Momma's Gourmet Pork Chops
Mother's Day is Sunday, May 11
Entrees normally take center spot on the dining table. I know my eyes seems to always hone in on the main feature of the meal. Sometimes the entree isn't about a big ol' hunky platter presentation but rather a sensory excitement of things to come. These chops are perhaps a little of both.
This recipe comes about in no time, that's the way my Momma liked to cook, spending the remaining kitchen time doing 'craft' projects; sometimes with felt, old bottles and acrylic paint. One of her favorite was recycling the Aunt Jemima Syrup bottles and painting them into funky women with bright, calico aprons with floppy hats. That is how she went about things, taking something like simple pork chops and turning the dish into an entree better than any one I remembered served at our local fancy dinner spot.
This recipe reminds me of momma's, very tasty and gourmet-ish. I hope you try it when cooking your next chops.
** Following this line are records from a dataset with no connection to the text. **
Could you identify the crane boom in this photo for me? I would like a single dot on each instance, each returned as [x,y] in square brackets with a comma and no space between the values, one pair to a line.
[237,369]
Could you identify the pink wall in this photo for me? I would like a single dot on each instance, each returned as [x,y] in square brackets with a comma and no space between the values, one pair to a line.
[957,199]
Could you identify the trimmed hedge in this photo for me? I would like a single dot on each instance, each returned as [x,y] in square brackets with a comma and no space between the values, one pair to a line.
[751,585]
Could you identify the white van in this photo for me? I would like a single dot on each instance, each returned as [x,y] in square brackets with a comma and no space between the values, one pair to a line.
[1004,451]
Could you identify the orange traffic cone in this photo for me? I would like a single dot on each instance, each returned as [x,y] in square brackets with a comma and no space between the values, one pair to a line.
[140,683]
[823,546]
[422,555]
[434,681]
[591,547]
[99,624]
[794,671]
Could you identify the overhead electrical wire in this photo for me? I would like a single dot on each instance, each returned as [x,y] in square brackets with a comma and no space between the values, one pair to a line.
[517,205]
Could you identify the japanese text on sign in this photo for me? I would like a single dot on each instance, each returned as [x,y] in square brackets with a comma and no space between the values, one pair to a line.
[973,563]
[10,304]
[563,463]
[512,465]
Enjoy!
Pork Chops with Momma's Gourmet Sauce4 servings
4 -1 inch thick pork chops (I used pork loin)
salt and pepper
1 tablespoon cooking oil
2 tablespoons melted butter
1/2 small onion, diced
2 garlic cloves, diced
1/2 cup dry white wine (vermouth)
1 cup rich chicken stock (Kitchen Basics)
1 small can sliced mushrooms, rinsed and drained
1/2 teaspoon crushed dried thyme
1/4 teaspoon ground bay leaf (or 1 large bay leaf)
Season both sides of the chops with salt and pepper, then dust with flour rubbing all over. Heat a large skillet over medium-high and when hot, add oil, butter and chops. Brown on both sides and remove to a casserole dish just large enough to hold them. I used an 8-inch square dish.
Add onion and garlic to the skillet and saute until onion is translucent. Add wine, stock, mushrooms, thyme and bay leaf stirring until boil. Simmer for about 5 minutes. Pour sauce over chops.
Cover with foil and bake in a preheated 350 degree F. oven for 30 minutes.
Remove foil (and bay leaves if used) and allow to simmer uncovered for 15 minutes.
Note: If you prefer a gravy, spoon the liquid from the dish into a bowl after the 30 minutes and whisk in a thickener (1 tsp butter + 1 tsp flour or 1 tsp corn starch). Spoon the gravy over the chops and continue cooking the 15 minutes to thicken up.